O Código de Processo Civil, vigente desde 2015, trouxe à tona em seu dispositivo a possibilidade da pessoa jurídica ser beneficiária da gratuidade da justiça, ou seja, não ter o ônus de arcar com o pagamento das custas e despesas processuais.

A justiça gratuita é um benefício previsto na Constituição Federal da República Brasileira e tem como base a garantia do ingresso no judiciário da pessoa que não possui condições de arcar com as custas de um processo, sendo esta abraçada pela isenção do pagamento.

Nesse sentido, conforme previsto na Constituição Federal e assegurado também no Código de Processo Civil, tanto as pessoas físicas como as pessoas jurídicas gozam desse direito.

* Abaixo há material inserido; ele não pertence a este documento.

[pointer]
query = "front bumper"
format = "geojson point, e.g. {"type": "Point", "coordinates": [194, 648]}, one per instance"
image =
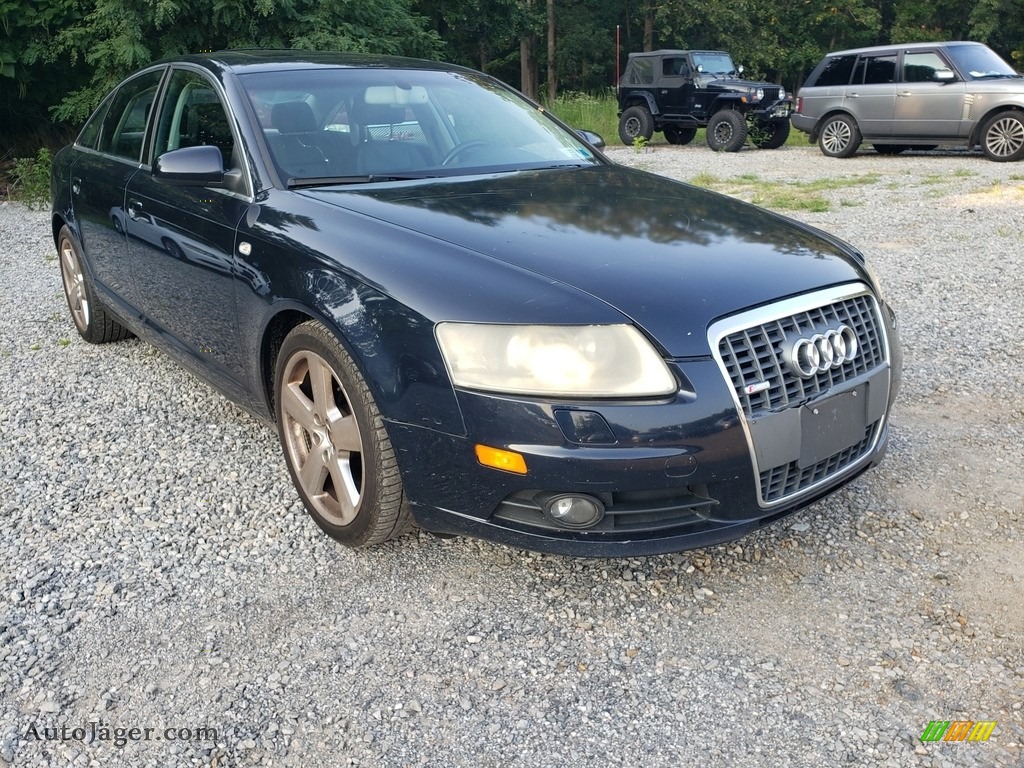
{"type": "Point", "coordinates": [675, 473]}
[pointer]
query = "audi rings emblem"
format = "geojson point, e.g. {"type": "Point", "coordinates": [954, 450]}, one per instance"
{"type": "Point", "coordinates": [821, 352]}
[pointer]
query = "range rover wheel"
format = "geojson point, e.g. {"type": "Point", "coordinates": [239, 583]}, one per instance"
{"type": "Point", "coordinates": [336, 446]}
{"type": "Point", "coordinates": [680, 135]}
{"type": "Point", "coordinates": [771, 134]}
{"type": "Point", "coordinates": [93, 321]}
{"type": "Point", "coordinates": [1003, 136]}
{"type": "Point", "coordinates": [726, 131]}
{"type": "Point", "coordinates": [840, 136]}
{"type": "Point", "coordinates": [635, 122]}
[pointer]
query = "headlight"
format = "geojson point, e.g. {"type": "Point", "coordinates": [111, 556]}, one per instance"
{"type": "Point", "coordinates": [554, 360]}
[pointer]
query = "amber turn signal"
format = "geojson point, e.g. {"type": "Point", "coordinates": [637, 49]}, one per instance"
{"type": "Point", "coordinates": [508, 461]}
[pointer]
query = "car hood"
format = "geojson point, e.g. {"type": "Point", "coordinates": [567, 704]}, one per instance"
{"type": "Point", "coordinates": [670, 256]}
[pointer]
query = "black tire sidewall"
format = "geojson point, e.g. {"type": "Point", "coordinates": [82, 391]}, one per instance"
{"type": "Point", "coordinates": [316, 338]}
{"type": "Point", "coordinates": [646, 125]}
{"type": "Point", "coordinates": [1019, 154]}
{"type": "Point", "coordinates": [738, 131]}
{"type": "Point", "coordinates": [851, 146]}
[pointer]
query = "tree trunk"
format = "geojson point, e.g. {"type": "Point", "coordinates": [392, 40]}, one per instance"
{"type": "Point", "coordinates": [552, 83]}
{"type": "Point", "coordinates": [527, 66]}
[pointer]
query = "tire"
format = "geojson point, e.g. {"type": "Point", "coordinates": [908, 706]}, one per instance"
{"type": "Point", "coordinates": [890, 148]}
{"type": "Point", "coordinates": [635, 122]}
{"type": "Point", "coordinates": [772, 134]}
{"type": "Point", "coordinates": [1003, 136]}
{"type": "Point", "coordinates": [726, 131]}
{"type": "Point", "coordinates": [335, 443]}
{"type": "Point", "coordinates": [92, 320]}
{"type": "Point", "coordinates": [840, 136]}
{"type": "Point", "coordinates": [679, 135]}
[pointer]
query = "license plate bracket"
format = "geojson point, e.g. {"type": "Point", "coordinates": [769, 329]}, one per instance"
{"type": "Point", "coordinates": [832, 424]}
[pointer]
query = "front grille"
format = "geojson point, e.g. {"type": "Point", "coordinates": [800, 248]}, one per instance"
{"type": "Point", "coordinates": [754, 356]}
{"type": "Point", "coordinates": [778, 482]}
{"type": "Point", "coordinates": [625, 512]}
{"type": "Point", "coordinates": [751, 349]}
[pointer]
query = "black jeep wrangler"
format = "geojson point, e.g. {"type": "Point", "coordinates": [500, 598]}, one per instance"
{"type": "Point", "coordinates": [678, 91]}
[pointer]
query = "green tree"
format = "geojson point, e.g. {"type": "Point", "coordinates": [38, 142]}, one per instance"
{"type": "Point", "coordinates": [119, 36]}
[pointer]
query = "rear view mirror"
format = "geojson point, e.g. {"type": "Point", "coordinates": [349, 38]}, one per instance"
{"type": "Point", "coordinates": [190, 166]}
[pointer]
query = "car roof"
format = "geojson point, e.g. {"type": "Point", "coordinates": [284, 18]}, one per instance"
{"type": "Point", "coordinates": [262, 59]}
{"type": "Point", "coordinates": [901, 46]}
{"type": "Point", "coordinates": [671, 52]}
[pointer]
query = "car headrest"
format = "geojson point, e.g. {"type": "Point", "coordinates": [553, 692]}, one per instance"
{"type": "Point", "coordinates": [293, 117]}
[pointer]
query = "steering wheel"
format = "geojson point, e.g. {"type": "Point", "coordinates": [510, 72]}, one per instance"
{"type": "Point", "coordinates": [460, 148]}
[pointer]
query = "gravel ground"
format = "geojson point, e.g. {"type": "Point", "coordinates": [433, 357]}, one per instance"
{"type": "Point", "coordinates": [157, 570]}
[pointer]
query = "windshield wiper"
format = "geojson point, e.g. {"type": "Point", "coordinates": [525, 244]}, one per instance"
{"type": "Point", "coordinates": [302, 183]}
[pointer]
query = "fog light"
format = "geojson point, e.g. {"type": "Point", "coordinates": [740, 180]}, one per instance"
{"type": "Point", "coordinates": [572, 511]}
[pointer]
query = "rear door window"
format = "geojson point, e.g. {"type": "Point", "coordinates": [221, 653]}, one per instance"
{"type": "Point", "coordinates": [921, 67]}
{"type": "Point", "coordinates": [837, 71]}
{"type": "Point", "coordinates": [875, 70]}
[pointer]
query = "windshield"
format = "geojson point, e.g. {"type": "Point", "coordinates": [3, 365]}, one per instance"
{"type": "Point", "coordinates": [715, 64]}
{"type": "Point", "coordinates": [349, 125]}
{"type": "Point", "coordinates": [977, 61]}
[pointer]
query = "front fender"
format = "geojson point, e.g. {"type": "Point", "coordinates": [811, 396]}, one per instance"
{"type": "Point", "coordinates": [394, 349]}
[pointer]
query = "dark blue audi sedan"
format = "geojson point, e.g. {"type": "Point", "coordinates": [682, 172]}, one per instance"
{"type": "Point", "coordinates": [460, 314]}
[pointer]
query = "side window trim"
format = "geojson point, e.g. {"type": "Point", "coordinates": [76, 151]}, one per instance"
{"type": "Point", "coordinates": [179, 107]}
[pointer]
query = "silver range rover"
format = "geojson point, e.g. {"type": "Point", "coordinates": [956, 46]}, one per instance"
{"type": "Point", "coordinates": [897, 97]}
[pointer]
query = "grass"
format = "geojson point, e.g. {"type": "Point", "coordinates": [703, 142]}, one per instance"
{"type": "Point", "coordinates": [785, 196]}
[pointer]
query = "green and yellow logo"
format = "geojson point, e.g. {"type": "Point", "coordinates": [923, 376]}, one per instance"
{"type": "Point", "coordinates": [957, 730]}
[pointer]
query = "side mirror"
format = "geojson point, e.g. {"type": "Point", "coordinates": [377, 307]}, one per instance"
{"type": "Point", "coordinates": [594, 139]}
{"type": "Point", "coordinates": [192, 166]}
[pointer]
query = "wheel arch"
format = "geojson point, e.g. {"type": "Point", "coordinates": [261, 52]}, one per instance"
{"type": "Point", "coordinates": [816, 130]}
{"type": "Point", "coordinates": [975, 139]}
{"type": "Point", "coordinates": [638, 98]}
{"type": "Point", "coordinates": [411, 387]}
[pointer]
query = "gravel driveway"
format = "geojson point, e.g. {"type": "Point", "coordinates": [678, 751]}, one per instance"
{"type": "Point", "coordinates": [158, 570]}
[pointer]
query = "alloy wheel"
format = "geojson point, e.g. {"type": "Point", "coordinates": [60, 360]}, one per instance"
{"type": "Point", "coordinates": [323, 437]}
{"type": "Point", "coordinates": [74, 283]}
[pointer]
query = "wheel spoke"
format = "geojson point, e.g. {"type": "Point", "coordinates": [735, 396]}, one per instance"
{"type": "Point", "coordinates": [74, 286]}
{"type": "Point", "coordinates": [344, 487]}
{"type": "Point", "coordinates": [322, 382]}
{"type": "Point", "coordinates": [313, 473]}
{"type": "Point", "coordinates": [345, 433]}
{"type": "Point", "coordinates": [297, 407]}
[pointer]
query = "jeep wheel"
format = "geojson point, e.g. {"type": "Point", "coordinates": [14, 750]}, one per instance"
{"type": "Point", "coordinates": [840, 136]}
{"type": "Point", "coordinates": [635, 123]}
{"type": "Point", "coordinates": [680, 135]}
{"type": "Point", "coordinates": [1003, 136]}
{"type": "Point", "coordinates": [727, 131]}
{"type": "Point", "coordinates": [771, 134]}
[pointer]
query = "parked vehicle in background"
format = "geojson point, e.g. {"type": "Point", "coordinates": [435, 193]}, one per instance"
{"type": "Point", "coordinates": [678, 91]}
{"type": "Point", "coordinates": [921, 95]}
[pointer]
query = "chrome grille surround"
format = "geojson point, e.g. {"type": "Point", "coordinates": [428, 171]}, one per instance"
{"type": "Point", "coordinates": [750, 349]}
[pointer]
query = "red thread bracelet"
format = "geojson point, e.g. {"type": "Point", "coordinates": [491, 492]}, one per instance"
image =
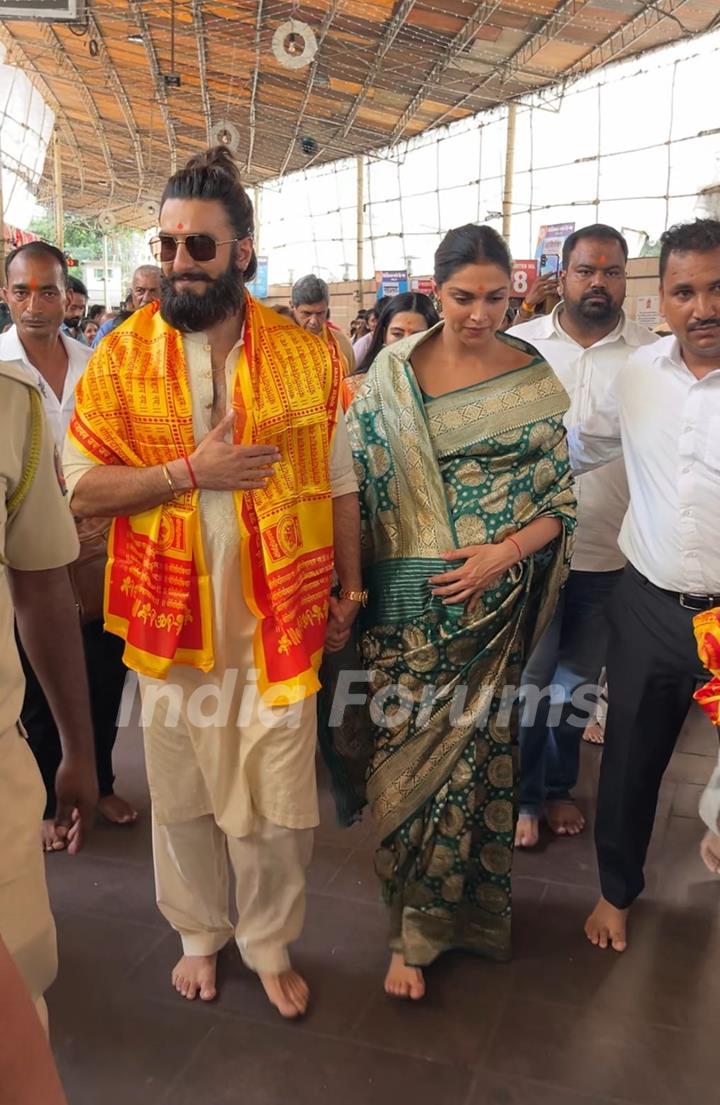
{"type": "Point", "coordinates": [192, 475]}
{"type": "Point", "coordinates": [517, 547]}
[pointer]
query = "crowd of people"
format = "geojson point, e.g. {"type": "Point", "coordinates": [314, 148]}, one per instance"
{"type": "Point", "coordinates": [469, 512]}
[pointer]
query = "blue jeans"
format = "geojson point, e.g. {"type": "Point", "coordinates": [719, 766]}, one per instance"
{"type": "Point", "coordinates": [570, 655]}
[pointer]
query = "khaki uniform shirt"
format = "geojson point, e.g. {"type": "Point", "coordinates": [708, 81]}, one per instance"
{"type": "Point", "coordinates": [40, 535]}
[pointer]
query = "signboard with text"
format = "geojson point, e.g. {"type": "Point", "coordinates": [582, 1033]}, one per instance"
{"type": "Point", "coordinates": [525, 273]}
{"type": "Point", "coordinates": [392, 283]}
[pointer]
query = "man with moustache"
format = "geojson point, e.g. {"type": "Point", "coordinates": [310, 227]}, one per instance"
{"type": "Point", "coordinates": [586, 339]}
{"type": "Point", "coordinates": [310, 306]}
{"type": "Point", "coordinates": [36, 293]}
{"type": "Point", "coordinates": [147, 282]}
{"type": "Point", "coordinates": [208, 427]}
{"type": "Point", "coordinates": [662, 414]}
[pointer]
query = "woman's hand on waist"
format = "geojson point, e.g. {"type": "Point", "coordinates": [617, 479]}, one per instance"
{"type": "Point", "coordinates": [484, 565]}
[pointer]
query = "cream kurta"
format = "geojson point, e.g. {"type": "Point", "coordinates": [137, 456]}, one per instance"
{"type": "Point", "coordinates": [220, 753]}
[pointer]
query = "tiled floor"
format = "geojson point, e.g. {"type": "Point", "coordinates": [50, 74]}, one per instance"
{"type": "Point", "coordinates": [563, 1024]}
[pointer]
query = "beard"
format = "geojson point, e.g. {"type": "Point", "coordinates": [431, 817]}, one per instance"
{"type": "Point", "coordinates": [191, 313]}
{"type": "Point", "coordinates": [594, 308]}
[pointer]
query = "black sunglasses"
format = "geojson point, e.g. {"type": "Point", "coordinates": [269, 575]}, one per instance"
{"type": "Point", "coordinates": [200, 246]}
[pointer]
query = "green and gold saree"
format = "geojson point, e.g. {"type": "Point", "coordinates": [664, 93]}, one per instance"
{"type": "Point", "coordinates": [469, 467]}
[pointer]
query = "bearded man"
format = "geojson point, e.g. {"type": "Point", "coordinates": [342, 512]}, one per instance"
{"type": "Point", "coordinates": [208, 427]}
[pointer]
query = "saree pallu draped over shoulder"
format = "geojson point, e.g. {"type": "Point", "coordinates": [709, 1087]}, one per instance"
{"type": "Point", "coordinates": [470, 467]}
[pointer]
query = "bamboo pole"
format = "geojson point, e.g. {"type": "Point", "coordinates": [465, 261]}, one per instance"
{"type": "Point", "coordinates": [360, 164]}
{"type": "Point", "coordinates": [509, 168]}
{"type": "Point", "coordinates": [60, 210]}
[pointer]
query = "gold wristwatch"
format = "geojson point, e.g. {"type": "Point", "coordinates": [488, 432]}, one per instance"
{"type": "Point", "coordinates": [360, 597]}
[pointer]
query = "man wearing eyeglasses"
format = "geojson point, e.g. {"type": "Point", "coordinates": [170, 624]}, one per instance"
{"type": "Point", "coordinates": [147, 283]}
{"type": "Point", "coordinates": [209, 427]}
{"type": "Point", "coordinates": [310, 306]}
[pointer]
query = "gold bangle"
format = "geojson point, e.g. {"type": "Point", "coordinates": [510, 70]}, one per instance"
{"type": "Point", "coordinates": [172, 487]}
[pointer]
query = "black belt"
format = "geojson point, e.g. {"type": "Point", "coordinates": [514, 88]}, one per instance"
{"type": "Point", "coordinates": [687, 599]}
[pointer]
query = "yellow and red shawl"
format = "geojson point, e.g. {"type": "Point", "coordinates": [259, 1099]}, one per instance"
{"type": "Point", "coordinates": [707, 634]}
{"type": "Point", "coordinates": [134, 408]}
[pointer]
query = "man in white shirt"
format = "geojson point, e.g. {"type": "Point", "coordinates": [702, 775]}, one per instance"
{"type": "Point", "coordinates": [586, 339]}
{"type": "Point", "coordinates": [36, 296]}
{"type": "Point", "coordinates": [663, 414]}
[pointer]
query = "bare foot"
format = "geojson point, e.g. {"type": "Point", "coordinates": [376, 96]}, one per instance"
{"type": "Point", "coordinates": [594, 734]}
{"type": "Point", "coordinates": [51, 841]}
{"type": "Point", "coordinates": [402, 981]}
{"type": "Point", "coordinates": [564, 818]}
{"type": "Point", "coordinates": [117, 810]}
{"type": "Point", "coordinates": [196, 975]}
{"type": "Point", "coordinates": [527, 832]}
{"type": "Point", "coordinates": [606, 926]}
{"type": "Point", "coordinates": [288, 992]}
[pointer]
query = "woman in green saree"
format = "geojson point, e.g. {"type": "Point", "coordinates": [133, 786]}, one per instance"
{"type": "Point", "coordinates": [468, 511]}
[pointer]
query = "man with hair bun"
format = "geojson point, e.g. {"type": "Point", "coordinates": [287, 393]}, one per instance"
{"type": "Point", "coordinates": [208, 427]}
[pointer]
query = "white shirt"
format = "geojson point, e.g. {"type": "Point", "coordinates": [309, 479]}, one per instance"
{"type": "Point", "coordinates": [585, 374]}
{"type": "Point", "coordinates": [59, 411]}
{"type": "Point", "coordinates": [666, 423]}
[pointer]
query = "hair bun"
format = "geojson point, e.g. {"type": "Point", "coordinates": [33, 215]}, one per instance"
{"type": "Point", "coordinates": [219, 159]}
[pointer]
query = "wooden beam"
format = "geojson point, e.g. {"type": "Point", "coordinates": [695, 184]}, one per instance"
{"type": "Point", "coordinates": [57, 180]}
{"type": "Point", "coordinates": [325, 27]}
{"type": "Point", "coordinates": [518, 61]}
{"type": "Point", "coordinates": [253, 95]}
{"type": "Point", "coordinates": [122, 97]}
{"type": "Point", "coordinates": [628, 34]}
{"type": "Point", "coordinates": [64, 61]}
{"type": "Point", "coordinates": [199, 28]}
{"type": "Point", "coordinates": [458, 44]}
{"type": "Point", "coordinates": [140, 19]}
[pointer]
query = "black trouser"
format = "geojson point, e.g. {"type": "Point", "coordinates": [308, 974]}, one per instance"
{"type": "Point", "coordinates": [106, 677]}
{"type": "Point", "coordinates": [653, 669]}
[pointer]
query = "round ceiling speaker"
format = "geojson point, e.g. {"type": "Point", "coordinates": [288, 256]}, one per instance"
{"type": "Point", "coordinates": [225, 134]}
{"type": "Point", "coordinates": [294, 44]}
{"type": "Point", "coordinates": [106, 220]}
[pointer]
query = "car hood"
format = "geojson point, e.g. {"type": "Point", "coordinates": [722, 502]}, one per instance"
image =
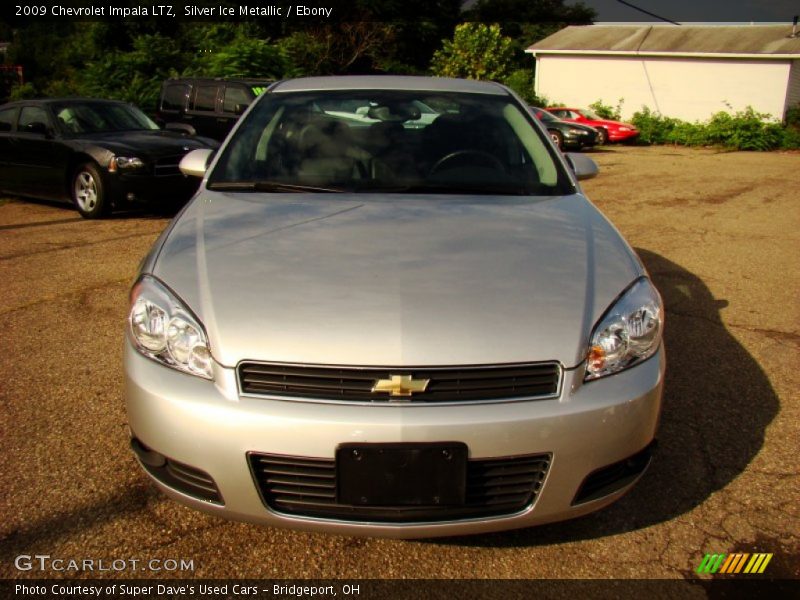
{"type": "Point", "coordinates": [145, 144]}
{"type": "Point", "coordinates": [395, 280]}
{"type": "Point", "coordinates": [612, 124]}
{"type": "Point", "coordinates": [582, 126]}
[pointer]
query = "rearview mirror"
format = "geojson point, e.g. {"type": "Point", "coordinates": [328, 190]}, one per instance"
{"type": "Point", "coordinates": [195, 163]}
{"type": "Point", "coordinates": [583, 166]}
{"type": "Point", "coordinates": [36, 127]}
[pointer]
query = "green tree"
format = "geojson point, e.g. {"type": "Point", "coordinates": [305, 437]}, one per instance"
{"type": "Point", "coordinates": [477, 51]}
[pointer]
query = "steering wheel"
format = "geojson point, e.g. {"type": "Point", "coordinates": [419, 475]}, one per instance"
{"type": "Point", "coordinates": [482, 157]}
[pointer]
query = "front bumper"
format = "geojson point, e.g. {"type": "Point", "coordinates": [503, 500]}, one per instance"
{"type": "Point", "coordinates": [580, 140]}
{"type": "Point", "coordinates": [209, 426]}
{"type": "Point", "coordinates": [156, 189]}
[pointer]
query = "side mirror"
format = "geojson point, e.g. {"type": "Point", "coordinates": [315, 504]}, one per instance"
{"type": "Point", "coordinates": [195, 163]}
{"type": "Point", "coordinates": [583, 166]}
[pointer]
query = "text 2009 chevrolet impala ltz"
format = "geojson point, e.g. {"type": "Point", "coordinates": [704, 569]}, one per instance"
{"type": "Point", "coordinates": [390, 310]}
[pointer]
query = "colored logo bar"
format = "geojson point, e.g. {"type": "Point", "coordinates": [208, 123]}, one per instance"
{"type": "Point", "coordinates": [734, 563]}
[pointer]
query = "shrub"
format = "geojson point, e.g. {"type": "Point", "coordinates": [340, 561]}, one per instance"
{"type": "Point", "coordinates": [23, 92]}
{"type": "Point", "coordinates": [743, 130]}
{"type": "Point", "coordinates": [653, 127]}
{"type": "Point", "coordinates": [793, 116]}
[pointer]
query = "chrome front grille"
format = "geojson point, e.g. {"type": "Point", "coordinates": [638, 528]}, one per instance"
{"type": "Point", "coordinates": [447, 384]}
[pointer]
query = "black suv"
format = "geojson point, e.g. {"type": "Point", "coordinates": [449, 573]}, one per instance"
{"type": "Point", "coordinates": [206, 107]}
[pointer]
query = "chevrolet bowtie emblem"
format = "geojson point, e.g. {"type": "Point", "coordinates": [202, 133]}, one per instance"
{"type": "Point", "coordinates": [401, 385]}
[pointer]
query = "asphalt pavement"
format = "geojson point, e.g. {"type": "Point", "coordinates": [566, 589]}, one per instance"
{"type": "Point", "coordinates": [720, 234]}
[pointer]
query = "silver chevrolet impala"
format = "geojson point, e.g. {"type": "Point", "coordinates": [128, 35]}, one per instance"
{"type": "Point", "coordinates": [390, 310]}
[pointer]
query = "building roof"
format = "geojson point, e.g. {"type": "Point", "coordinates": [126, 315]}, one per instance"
{"type": "Point", "coordinates": [754, 41]}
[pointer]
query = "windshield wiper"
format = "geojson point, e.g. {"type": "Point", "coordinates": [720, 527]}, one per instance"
{"type": "Point", "coordinates": [270, 186]}
{"type": "Point", "coordinates": [457, 188]}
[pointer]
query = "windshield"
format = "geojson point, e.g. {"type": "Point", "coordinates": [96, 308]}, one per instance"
{"type": "Point", "coordinates": [98, 117]}
{"type": "Point", "coordinates": [545, 116]}
{"type": "Point", "coordinates": [389, 141]}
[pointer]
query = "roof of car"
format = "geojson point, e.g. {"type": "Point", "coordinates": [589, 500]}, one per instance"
{"type": "Point", "coordinates": [389, 82]}
{"type": "Point", "coordinates": [72, 100]}
{"type": "Point", "coordinates": [245, 80]}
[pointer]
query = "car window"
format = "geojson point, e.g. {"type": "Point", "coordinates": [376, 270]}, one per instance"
{"type": "Point", "coordinates": [205, 98]}
{"type": "Point", "coordinates": [382, 140]}
{"type": "Point", "coordinates": [8, 117]}
{"type": "Point", "coordinates": [97, 117]}
{"type": "Point", "coordinates": [175, 97]}
{"type": "Point", "coordinates": [30, 115]}
{"type": "Point", "coordinates": [235, 95]}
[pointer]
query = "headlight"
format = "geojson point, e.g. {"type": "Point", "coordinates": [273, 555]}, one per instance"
{"type": "Point", "coordinates": [628, 333]}
{"type": "Point", "coordinates": [165, 330]}
{"type": "Point", "coordinates": [125, 163]}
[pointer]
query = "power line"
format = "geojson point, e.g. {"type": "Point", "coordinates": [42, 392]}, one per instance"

No que tange à pessoa jurídica, o benefício será concedido àquela que não possui condições de arcar com as custas processuais sem que isso atinja diretamente a atividade financeira da empresa. Entende-se como atividade financeira, o pagamento dos funcionários, aluguéis, despesas com produtos e produção, pagamento de impostos, entre outros.

Nota-se pelo acima exposto que a empresa não necessita enfrentar dificuldades financeiras para a concessão da justiça gratuita, isto pois, há empresas que conseguem manter seu funcionamento, porém qualquer despesa não prevista pode prejudicar o seu funcionamento habitual.

Nesse sentido, caso se verifique que o dispêndio de tais valores ocasionará ônus financeiro para a empresa que ocasione em atrasos nos pagamentos de suas obrigações, a pessoa jurídica deverá apresentar no processo todos os documentos que justifiquem sua incapacidade de arcar com as custas processuais, mesmo que temporária, e também uma declaração de hipossuficiência assinada.

Após, caberá ao Magistrado analisar o pedido juntamente com os documentos apresentados e decidir pela concessão do benefício, podendo indeferi-lo se não houver presente os pressupostos para o deferimento do pedido.

Outrossim, é importante esclarecer também que o fato da pessoa jurídica constituir advogado particular para a defesa de seus interesses não afasta a possibilidade da empresa ser beneficiária da gratuidade da justiça.

Diante disso, a pessoa jurídica, quando denotar que o pagamento das custas e despesas processuais que lhe estão sendo cobradas, ou serão cobradas no futuro, ocasionará instabilidades financeiras que possam acarretar em atrasos nos pagamentos de suas obrigações, tem o direito de requerer o benefício da concessão da justiça gratuita.